El llamado Gareth reía por el móvil cuando le abrieron la puerta. Llevaba anillos de oro en todos los dedos, cadenas en el cuello y en las muñecas y, aunque no alto, era fornido, pero a Rebus le dio la impresión de que casi todo era grasa. Le colgaba una riñonera de la cintura. Era ya bastante calvo y el poco pelo desbaratado que le quedaba le caía por atrás hasta más abajo del cuello. Vestía una chaqueta negra de cuero y una camiseta negra también, vaqueros gastados y zapatillas de deporte rozadas. Con la mano estirada para cobrar, no esperaba que se la agarraran haciéndole entrar de golpe en el piso. Dejó caer el teléfono entre maldiciones y al final clavó la mirada en Rebus.
—¿Quién coño es usted?
—Buenas tardes, Gareth. Perdona que haya sido un poco brusco, pero es algo que a veces me pasa después de tres cafés.
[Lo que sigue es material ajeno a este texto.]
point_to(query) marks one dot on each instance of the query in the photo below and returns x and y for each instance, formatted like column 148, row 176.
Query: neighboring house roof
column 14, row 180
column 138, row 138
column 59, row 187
Gareth se sobrepuso decidido a no dejarse avasallar y se agachó para recoger el teléfono, pero Rebus puso el pie encima y dijo que no moviendo la cabeza.
—Después —dijo echando el aparato fuera de un puntapié y cerrando la puerta.
—¿Qué coño pasa aquí?
—Vamos a charlar un poco, eso es lo que pasa.
—Usted es de la pasma.
—Buen psicólogo —replicó Rebus.
Señaló el pasillo invitándole a entrar en el cuarto de estar, empujándole con la otra mano sobre la espalda. Al pasar frente al padre y el hijo en la puerta de la cocina, Rebus miró al muchacho y este asintió con la cabeza para indicarle que era el hombre.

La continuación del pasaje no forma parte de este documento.